Deux millénaires et demi d’histoire du cerf-volant

La légende veut que le cerf-volant ait été inventé lorsqu’un paysan chinois a attaché une ficelle à son chapeau pour l’empêcher de s’envoler. Selon des sources historiques plus fiables, le philosophe et inventeur Lu Ban (魯班) aurait construit au Ve siècle avant notre ère un oiseau en bois capable de rester en vol pendant trois jours, considéré comme le prototype du premier cerf-volant. La soie fine qui faisait la renommée de la Chine ancienne constituait le matériau idéal pour les cerfs-volants et pour la corde à haute résistance à la traction nécessaire pour les faire voler. Le bambou, substance très résistante, constituait également une armature solide mais légère.

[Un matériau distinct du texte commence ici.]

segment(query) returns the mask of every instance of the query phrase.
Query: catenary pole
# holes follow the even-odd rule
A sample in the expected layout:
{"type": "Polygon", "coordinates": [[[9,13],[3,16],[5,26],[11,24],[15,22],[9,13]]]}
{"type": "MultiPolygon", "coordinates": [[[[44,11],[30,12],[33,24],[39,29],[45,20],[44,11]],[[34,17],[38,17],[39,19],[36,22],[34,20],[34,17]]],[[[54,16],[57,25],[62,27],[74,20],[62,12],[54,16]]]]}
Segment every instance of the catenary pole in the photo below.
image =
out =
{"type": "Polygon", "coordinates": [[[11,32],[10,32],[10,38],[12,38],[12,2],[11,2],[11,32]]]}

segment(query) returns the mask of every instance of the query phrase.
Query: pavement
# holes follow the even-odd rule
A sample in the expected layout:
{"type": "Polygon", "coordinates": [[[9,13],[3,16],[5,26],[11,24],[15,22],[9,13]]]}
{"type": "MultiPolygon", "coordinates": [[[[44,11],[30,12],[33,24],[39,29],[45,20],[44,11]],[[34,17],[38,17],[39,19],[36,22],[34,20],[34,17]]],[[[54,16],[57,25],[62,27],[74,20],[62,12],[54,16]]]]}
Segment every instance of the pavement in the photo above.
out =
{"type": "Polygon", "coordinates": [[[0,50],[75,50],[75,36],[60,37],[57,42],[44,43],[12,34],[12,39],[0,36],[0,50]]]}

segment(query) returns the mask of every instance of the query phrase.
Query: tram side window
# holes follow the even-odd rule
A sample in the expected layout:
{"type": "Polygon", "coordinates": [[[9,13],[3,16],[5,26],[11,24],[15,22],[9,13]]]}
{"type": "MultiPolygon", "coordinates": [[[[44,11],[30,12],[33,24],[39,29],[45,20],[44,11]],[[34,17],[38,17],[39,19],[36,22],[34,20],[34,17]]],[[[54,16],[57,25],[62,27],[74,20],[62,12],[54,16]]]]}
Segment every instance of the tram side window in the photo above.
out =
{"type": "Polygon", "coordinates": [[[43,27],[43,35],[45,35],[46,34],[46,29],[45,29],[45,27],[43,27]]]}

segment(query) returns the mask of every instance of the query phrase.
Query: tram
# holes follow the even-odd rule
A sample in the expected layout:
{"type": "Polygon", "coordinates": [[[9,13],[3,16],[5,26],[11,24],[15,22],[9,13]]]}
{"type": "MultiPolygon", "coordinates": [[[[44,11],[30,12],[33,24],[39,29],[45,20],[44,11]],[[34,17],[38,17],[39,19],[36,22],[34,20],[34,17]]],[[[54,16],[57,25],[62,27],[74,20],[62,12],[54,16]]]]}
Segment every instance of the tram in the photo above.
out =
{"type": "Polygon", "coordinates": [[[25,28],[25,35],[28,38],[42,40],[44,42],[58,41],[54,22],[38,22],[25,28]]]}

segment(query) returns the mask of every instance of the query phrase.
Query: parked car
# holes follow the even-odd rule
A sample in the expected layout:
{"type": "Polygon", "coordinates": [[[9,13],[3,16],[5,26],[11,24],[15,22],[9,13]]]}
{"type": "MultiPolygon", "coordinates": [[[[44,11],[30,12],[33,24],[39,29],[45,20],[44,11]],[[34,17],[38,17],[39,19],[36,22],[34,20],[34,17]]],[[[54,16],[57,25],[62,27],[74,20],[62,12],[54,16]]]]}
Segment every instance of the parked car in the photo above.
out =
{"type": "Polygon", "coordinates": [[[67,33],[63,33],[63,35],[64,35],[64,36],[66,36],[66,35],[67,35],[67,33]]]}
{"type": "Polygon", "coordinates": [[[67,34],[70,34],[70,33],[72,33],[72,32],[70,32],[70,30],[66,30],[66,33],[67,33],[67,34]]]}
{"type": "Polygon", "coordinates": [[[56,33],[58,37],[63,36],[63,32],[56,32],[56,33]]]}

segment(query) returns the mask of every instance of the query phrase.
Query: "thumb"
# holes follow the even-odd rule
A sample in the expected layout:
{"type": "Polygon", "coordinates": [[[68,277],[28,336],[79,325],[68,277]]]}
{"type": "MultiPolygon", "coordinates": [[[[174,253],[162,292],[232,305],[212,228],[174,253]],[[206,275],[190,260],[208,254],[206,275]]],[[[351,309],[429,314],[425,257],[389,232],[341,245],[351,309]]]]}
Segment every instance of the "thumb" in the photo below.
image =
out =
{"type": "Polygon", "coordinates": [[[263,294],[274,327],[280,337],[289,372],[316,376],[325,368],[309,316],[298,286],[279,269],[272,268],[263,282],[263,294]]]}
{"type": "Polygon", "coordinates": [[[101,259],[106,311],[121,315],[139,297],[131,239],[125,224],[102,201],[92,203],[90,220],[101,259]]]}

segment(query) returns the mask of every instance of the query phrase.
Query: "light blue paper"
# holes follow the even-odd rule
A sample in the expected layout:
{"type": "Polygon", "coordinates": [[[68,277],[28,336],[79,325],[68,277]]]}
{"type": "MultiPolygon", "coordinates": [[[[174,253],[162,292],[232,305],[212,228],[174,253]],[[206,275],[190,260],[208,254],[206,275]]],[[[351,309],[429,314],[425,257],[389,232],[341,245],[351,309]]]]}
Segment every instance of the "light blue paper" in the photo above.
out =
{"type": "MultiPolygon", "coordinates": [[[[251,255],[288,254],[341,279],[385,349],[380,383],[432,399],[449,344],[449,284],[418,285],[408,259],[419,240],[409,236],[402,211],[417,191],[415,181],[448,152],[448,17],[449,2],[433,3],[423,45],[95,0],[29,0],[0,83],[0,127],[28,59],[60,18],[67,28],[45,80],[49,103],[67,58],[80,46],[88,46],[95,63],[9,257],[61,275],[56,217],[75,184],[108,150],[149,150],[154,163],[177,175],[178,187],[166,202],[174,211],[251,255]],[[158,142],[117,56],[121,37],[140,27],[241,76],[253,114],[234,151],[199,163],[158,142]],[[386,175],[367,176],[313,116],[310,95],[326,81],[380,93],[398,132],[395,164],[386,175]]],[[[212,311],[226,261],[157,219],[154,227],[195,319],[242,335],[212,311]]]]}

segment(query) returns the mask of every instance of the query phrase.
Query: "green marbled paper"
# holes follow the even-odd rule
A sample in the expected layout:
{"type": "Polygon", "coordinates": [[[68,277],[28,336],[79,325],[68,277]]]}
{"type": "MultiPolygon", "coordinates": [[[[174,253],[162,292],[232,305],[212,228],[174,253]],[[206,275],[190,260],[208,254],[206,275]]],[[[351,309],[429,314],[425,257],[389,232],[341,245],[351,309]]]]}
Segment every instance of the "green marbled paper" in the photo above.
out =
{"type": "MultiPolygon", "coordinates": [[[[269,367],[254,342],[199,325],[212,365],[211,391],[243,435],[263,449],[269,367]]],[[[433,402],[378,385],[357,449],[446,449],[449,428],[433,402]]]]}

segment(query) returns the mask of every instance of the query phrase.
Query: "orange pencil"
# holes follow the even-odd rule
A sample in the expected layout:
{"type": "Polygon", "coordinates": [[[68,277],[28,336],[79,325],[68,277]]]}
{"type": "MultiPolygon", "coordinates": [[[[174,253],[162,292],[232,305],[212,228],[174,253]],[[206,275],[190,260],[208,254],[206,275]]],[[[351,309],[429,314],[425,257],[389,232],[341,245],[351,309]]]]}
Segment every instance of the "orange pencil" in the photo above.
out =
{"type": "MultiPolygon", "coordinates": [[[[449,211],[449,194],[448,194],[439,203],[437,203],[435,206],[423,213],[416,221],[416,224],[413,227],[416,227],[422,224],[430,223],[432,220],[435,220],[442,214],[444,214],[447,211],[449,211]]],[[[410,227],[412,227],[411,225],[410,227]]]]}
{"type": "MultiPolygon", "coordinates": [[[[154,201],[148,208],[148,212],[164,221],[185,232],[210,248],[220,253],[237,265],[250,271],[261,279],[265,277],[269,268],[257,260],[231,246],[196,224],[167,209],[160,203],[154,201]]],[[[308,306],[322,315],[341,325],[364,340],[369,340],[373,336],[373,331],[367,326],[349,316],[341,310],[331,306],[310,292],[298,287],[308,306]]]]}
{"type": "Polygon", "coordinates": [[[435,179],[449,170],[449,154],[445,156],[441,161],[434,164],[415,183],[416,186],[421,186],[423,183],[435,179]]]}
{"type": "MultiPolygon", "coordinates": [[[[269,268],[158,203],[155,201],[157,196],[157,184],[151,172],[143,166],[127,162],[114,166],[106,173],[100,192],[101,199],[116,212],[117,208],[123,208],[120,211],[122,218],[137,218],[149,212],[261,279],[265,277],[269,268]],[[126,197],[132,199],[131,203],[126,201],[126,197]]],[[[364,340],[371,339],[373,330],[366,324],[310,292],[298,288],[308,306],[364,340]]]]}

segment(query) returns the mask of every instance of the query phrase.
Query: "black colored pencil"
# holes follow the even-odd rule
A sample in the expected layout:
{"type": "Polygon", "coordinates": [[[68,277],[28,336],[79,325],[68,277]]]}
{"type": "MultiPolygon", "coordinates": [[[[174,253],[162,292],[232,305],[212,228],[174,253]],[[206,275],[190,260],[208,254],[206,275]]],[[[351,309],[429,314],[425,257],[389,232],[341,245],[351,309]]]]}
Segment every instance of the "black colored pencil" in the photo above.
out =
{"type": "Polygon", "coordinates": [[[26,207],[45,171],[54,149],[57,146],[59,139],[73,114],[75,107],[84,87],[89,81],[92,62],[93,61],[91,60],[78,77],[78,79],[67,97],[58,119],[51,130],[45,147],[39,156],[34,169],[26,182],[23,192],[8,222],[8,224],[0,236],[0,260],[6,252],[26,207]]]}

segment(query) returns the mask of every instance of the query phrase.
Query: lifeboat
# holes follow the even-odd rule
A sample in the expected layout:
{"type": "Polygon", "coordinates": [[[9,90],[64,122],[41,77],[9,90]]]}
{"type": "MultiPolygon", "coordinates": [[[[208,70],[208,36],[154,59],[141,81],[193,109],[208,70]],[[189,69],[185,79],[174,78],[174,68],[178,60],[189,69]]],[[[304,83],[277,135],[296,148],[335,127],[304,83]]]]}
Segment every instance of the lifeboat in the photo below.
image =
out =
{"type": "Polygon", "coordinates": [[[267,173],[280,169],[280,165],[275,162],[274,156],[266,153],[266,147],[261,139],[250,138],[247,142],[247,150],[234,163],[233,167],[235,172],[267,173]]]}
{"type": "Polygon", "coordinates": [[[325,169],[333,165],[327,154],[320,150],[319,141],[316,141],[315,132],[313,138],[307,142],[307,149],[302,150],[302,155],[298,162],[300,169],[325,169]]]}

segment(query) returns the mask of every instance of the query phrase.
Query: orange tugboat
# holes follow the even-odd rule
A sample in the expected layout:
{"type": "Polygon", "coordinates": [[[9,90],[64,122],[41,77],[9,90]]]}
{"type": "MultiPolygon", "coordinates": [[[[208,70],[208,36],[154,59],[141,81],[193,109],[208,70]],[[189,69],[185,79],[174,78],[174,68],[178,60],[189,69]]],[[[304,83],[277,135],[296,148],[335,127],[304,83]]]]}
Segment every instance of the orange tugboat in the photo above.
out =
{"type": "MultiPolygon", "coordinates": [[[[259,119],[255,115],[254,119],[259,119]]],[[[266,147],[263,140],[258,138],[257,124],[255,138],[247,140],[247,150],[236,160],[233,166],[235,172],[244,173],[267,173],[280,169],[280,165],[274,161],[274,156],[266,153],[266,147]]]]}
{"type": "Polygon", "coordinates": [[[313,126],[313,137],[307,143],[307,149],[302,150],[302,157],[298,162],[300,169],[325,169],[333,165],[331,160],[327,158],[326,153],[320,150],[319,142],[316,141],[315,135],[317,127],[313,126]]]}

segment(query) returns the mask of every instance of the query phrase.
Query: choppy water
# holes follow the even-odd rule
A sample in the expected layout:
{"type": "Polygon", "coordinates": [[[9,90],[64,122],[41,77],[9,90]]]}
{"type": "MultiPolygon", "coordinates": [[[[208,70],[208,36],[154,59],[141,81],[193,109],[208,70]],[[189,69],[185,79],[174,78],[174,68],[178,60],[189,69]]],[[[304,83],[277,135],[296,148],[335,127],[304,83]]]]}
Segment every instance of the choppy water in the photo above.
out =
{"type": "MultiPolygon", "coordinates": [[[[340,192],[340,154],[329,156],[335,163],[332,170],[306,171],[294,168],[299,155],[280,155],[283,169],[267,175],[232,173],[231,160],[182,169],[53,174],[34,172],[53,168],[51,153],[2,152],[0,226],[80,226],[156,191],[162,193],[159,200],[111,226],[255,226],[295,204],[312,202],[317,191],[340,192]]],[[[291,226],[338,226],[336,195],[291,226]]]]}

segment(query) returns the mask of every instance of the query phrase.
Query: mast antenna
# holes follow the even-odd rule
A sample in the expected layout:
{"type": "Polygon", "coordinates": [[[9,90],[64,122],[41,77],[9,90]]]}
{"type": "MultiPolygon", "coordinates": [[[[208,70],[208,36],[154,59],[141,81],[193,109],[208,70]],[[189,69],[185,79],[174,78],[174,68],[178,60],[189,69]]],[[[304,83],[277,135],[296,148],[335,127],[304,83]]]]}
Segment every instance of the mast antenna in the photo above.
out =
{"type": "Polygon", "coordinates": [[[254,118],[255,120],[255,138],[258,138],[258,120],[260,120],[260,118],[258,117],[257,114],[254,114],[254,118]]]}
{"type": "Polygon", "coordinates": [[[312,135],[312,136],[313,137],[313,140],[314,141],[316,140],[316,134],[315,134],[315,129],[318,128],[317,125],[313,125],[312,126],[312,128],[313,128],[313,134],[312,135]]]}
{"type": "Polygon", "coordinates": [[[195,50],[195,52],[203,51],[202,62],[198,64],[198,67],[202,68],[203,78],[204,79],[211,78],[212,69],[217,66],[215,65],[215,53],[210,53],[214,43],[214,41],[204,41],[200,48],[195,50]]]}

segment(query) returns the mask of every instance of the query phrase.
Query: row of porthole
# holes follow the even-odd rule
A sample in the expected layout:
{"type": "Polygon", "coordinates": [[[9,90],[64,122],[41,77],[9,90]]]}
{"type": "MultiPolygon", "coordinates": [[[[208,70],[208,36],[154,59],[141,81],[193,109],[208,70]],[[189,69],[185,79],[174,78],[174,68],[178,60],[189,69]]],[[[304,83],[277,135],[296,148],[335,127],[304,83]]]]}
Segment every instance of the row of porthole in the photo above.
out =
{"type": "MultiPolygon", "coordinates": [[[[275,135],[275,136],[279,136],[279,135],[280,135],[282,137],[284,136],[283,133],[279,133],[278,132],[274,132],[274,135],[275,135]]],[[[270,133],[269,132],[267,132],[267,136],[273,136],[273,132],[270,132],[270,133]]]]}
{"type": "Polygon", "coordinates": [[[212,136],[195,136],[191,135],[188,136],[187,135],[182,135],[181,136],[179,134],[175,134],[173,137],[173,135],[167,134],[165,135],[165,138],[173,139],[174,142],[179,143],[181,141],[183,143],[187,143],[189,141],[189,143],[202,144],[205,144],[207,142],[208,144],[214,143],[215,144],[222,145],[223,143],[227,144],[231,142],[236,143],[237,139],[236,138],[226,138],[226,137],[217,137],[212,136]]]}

Dans les premiers temps, les cerfs-volants étaient avant tout des engins fonctionnels utilisés pour envoyer des messages, communiquer des informations sur les opérations militaires et effectuer des tests météorologiques. En 200 avant notre ère, sous la dynastie Han (漢朝), le général Han Xin (韓信) a fait voler un cerf-volant au-dessus du mur de la ville que ses soldats étaient en train d’attaquer, afin de déterminer la longueur du tunnel qu’il s’apprêtait à creuser sous les murs. Ses calculs se sont avérés exacts, son tunnel a été un succès et son armée a été victorieuse.

Le premier vol humain connu à l’aide d’un cerf-volant a eu lieu en 550 de notre ère. À l’époque, la cour des Wei orientaux (東魏) était occupée et Huangtou (元黃頭) fut mis en captivité, puis envolé contre son gré depuis la tour de Yecheng (鄴城). C’est à cette époque que les cerfs-volants en papier ont fait leur apparition, bien qu’aujourd’hui les plus beaux cerfs-volants chinois soient toujours en soie peinte à la main avec un cadre en bambou fendu et doré. Les cerfs-volants bon marché fabriqués en série sont généralement en polyester imprimé.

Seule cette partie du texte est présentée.